Die Dorfgemeinschaftshäuser und die Bürgermeisterbüros in den Ortsteilen sind Bestandteil des ersten Konsolidierungskonzeptes der Stadt. Allein dafür sind Ausgaben von 263300 Euro erforderlich. Der Zuschussbedarf liegt bei 195300 Euro. Die Verwaltung plädiert für Privatisierung oder Trägerwechsel. Bei den Bürgermeisterbüros steht der Erhalt generell in Frage. Mit Einzelheiten der Konsolidierung wird sich die Arbeitsgruppe Haushalt am 7. Juni befassen.

Gardelegen. 19 Dorfgemeinschaftshäuser gehören nach der Gebietsreform zur Einheitsgemeinde Stadt Gardelegen. Dazu kommen noch zahlreiche Bürgermeisterbüros in den Ortsteilen, zwei Gaststätten, Säle und Kegelbahnen. Einrichtungen, die zwar einen Immobilienwert haben dürften, die bei der gegenwärtigen Betreibung allerdings in den meisten Fällen nur Kosten verursachen (Auflistung s. Info-Kasten, bei der alleinigen Aufführung von Ortsnamen handelt es sich um Dorfgemeinschaftshäuser).

Die Einnahmen belaufen sich laut Haushaltsplanentwurf auf 68000 Euro. Denen stehen Ausgaben von 263300 Euro gegenüber. Bleibt also allein bei diesen Einrichtungen eine Lücke von 195300 Euro.
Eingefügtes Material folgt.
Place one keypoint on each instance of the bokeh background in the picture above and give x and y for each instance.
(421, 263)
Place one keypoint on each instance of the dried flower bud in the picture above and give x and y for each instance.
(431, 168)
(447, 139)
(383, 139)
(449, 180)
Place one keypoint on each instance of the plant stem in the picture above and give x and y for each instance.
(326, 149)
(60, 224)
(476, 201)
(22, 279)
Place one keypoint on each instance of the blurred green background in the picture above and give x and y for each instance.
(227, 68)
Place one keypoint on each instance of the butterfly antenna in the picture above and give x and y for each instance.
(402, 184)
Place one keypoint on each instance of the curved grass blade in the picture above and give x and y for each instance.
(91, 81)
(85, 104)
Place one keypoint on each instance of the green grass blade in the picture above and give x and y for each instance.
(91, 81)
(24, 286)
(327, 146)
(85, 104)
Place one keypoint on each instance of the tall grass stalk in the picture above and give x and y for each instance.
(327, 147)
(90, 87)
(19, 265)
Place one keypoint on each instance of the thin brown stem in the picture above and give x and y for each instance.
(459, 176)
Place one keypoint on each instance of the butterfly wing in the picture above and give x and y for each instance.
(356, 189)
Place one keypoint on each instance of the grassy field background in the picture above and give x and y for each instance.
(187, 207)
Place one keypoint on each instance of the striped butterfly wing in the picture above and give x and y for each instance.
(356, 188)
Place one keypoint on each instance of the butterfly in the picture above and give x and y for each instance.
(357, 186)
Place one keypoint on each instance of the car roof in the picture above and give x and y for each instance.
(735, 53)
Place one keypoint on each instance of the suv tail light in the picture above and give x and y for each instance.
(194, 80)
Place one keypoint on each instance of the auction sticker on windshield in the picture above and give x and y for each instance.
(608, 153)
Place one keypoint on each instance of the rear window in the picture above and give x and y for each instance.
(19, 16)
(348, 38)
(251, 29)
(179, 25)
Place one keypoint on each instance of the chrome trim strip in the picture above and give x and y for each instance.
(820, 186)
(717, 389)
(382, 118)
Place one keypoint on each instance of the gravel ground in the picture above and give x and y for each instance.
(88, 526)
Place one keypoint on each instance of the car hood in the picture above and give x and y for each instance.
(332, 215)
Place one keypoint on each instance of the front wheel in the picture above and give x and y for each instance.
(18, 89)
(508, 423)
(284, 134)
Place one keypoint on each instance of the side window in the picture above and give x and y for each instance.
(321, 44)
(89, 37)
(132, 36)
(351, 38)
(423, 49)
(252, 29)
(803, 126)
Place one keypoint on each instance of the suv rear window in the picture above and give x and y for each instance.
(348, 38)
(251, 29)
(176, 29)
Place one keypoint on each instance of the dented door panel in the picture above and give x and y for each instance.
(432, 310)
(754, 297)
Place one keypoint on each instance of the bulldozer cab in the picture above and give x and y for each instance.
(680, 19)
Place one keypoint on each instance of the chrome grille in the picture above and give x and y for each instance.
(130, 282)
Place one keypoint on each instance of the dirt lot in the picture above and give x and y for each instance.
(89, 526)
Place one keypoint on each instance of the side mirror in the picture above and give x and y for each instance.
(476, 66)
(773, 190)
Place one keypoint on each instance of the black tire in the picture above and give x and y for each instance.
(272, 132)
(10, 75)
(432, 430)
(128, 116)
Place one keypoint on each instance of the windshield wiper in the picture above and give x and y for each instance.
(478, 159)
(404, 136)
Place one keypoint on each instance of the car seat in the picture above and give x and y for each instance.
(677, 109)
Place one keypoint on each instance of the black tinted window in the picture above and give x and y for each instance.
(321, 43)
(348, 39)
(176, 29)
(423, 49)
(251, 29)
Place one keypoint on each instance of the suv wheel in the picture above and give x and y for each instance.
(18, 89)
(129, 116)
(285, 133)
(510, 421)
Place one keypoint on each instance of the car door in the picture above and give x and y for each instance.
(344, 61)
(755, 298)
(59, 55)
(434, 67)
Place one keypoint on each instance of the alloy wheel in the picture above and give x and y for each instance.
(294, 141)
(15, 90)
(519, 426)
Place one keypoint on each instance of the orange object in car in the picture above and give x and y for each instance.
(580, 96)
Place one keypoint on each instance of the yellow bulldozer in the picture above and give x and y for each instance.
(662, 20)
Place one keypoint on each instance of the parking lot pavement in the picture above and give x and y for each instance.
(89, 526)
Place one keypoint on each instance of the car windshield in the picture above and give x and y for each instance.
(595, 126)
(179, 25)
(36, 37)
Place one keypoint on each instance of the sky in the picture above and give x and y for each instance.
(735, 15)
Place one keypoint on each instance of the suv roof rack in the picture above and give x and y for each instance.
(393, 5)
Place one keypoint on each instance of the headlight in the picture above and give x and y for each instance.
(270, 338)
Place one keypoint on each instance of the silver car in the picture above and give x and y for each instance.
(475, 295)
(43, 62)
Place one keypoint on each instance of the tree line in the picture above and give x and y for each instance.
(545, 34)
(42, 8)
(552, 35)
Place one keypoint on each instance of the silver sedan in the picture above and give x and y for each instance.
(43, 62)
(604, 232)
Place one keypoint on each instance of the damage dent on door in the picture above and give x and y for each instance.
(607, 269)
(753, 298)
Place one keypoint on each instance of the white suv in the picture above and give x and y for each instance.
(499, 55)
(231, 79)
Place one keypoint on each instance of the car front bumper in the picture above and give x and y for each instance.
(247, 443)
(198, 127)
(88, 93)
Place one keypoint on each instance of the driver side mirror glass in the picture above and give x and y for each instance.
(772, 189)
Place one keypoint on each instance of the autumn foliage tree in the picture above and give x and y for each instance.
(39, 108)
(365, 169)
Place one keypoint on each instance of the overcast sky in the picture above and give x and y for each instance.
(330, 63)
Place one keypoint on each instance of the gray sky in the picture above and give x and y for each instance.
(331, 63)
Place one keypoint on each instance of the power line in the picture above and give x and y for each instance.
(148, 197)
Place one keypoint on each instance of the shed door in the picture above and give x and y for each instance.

Wenngleich das Haushaltsdefizit von anfänglich über eine Million Euro auf aktuell etwa 541000 Euro gesenkt werden konnte, dürfte das noch kein Grund zum Jubeln sein, denn die Reduzierung des Defizites erfolgte im wesentlichen durch Streichungen von Maßnahmen im investiven Bereich (Nebenanlagen Bismarker Straße, Radwegebau rings um Gardelegen, Brücke Kassieck, Kegelbahn Berge). Sollte das Streichen von Bauprojekten Hauptpunkt beim Sparen sein, dann wird das Auswirkungen auf die heimische Wirtschaft haben. Gespart werden muss nach Ansicht von Bürgermeister Konrad Fuchs auch im Verwaltungshaushalt. Und dazu gehören auch die Dorfgemeinschaftshäuser und Büros. "Dorfgemeinschaftshäuser gehören in vielen Ortschaften zum dörflichen Leben, aber nicht unbedingt in jeder", betonte Fuchs. Fest stünde indes, dass sich diese Häuser zu kostendeckenden Einrichtungen entwickeln müssen, und das möglichst schnell, stellte Fuchs klar. Möglich sei das über Privatisierung. "Dann hätten wir keine Folgekosten und als Einnahme noch den Verkaufserlös", sagte Fuchs. Diese Häuser könnten aber auch in Trägerschaft von Vereinen gegeben werden. Die könnten damit Einnahmen erzielen, wären dann allerdings auch für die Kosten zuständig.

Bürgermeisterbüros werden nach Ansicht von Fuchs überhaupt nicht mehr gebraucht. Ausnahmen bilden derzeit noch Jävenitz, Letzlingen und Mieste. Dort würden regelmäßig Verwaltungssprechstunden stattfinden. Die Ortsbürgermeister könnten Gerätehäuser, Kindergärten, die eigene Wohnung oder ganz einfach auch einen Treff auf der Straße nutzen, um mit ihren Bürgern ins Gespräch zu kommen.

Die Dorfgemeinschaftshäuser und Büros sind Bestandteil des Konsolidierungskonzeptes. Das war Gegenstand einer Verwaltungsberatung gestern im Rathaus. "Die Amtsleiter haben Order, das Ganze bis Dienstag zu präzisieren", sagte Fuchs. Am 7. Juni wird sich die Arbeitsgruppe Haushalt damit befassen. Fuchs hofft, dass der Haushalt dann noch vor der Sommerpause (Sitzung am 4. Juli) beschlossen werden kann.